Budget 2021: Interest on your PF above THIS amount will be taxed, read details here

Written By DNA Web Team | Updated: Feb 01, 2021, 10:15 PM IST

The Budget for the fiscal year beginning April will now make interest on employee contributions to PF above Rs 2.5 lakhs per annum taxable effective.

Union Finance Minister Nirmala Sitharaman has proposed taxability of interest on various provident funds where income is exempt, in her Budget speech presented in Parliament on Monday (February 1). The Budget for the fiscal year beginning April will now make interest on employee contributions to PF above Rs 2.5 lakhs per annum taxable effective April 1, 2021.

In the 2020 Budget, the finance minister had capped the tax exemption on employers contribution to PF, NPS and superannuation funds at an aggregate of Rs 7.5 lakh per annum.

Finance Minister Nirmala Sitharaman said the Employee Provident Fund (EPF) is aimed at the welfare of workers and any person earning less than Rs 2 lakh per month will not be affected by the Budget proposal.

Expenditure Secretary T V Somanathan said the number of people who actually contribute more than Rs 2.5 lakh is less than 1 per cent of the total number of contributors in the EPF. Employees' Provident Fund Organisation (EPFO) has over six crore subscribers.

"In order to rationalise tax exemption for the income earned by high-income employees, it is proposed to restrict tax exemption for the interest income earned on the employees' contribution to various provident funds to the annual contribution of Rs 2.5 lakh," Sitharaman said in her Budget 2021-22 speech.
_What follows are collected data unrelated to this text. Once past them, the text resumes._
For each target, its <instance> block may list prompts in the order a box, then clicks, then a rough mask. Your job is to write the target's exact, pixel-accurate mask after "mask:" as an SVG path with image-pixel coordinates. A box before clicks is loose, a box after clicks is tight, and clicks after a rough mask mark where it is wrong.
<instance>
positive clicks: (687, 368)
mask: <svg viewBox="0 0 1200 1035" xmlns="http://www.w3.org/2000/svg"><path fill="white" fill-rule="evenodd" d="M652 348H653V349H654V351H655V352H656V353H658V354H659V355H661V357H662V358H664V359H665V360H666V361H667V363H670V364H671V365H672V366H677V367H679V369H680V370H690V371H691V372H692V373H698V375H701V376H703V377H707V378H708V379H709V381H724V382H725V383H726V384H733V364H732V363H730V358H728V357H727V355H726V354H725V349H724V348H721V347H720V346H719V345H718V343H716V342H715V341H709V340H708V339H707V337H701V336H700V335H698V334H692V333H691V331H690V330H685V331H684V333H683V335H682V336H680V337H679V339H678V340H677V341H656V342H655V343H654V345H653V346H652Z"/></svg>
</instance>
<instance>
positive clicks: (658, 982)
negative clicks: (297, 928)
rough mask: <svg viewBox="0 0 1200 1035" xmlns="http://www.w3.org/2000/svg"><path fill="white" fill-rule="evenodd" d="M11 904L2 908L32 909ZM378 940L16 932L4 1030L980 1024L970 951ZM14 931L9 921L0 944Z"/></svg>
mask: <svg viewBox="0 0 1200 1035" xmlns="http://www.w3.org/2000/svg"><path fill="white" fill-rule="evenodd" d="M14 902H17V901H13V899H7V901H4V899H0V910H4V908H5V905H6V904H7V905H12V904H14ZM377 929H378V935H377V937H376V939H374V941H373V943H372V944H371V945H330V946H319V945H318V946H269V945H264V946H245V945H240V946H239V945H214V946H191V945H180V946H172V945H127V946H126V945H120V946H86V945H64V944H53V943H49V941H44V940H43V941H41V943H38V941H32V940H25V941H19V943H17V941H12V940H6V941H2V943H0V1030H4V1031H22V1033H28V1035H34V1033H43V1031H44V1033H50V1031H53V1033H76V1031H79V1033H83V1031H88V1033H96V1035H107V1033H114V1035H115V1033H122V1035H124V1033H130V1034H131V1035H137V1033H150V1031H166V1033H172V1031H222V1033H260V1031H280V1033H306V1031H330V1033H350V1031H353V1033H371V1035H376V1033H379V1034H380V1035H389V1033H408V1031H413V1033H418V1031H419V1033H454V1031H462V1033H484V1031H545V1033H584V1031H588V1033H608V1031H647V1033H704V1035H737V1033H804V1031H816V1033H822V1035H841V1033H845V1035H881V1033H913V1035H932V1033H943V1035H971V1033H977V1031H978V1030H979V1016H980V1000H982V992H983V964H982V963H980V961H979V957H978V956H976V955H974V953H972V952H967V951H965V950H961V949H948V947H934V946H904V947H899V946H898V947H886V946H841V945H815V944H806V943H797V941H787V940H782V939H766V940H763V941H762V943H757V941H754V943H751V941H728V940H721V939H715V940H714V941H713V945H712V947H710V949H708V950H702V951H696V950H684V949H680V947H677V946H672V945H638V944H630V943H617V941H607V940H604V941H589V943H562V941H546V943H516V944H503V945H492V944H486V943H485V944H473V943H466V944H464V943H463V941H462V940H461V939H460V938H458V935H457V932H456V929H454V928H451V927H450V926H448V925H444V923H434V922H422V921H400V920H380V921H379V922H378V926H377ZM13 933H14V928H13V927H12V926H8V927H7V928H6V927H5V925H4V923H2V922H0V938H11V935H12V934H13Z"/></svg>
This would come into effect from April 1.

"We are not reducing any workers right. But at the same time, getting tax exemption and 8 per cent rate of interest for somebody who puts Rs 1 crore into the account, we thought it may not be correct. And therefore we have put the ceiling," she said.

It is only the big-ticket money which comes into the fund and gets tax benefit as well as assured about 8 per cent returns that would come under the tax ambit.

"You have huge amounts, some to the extent of Rs 1 crore, being put into this account each month. For somebody who puts Rs 1 crore each month into this fund, what would be his salary? So for him to get tax concession and 8 per cent return we thought is probably not comparable with an employee with Rs 2 lakh who puts that money, gets tax concession and gets 8 per cent return. That person would still be allowed to put in money, but of course with a ceiling of Rs 2.5 lakh," she said.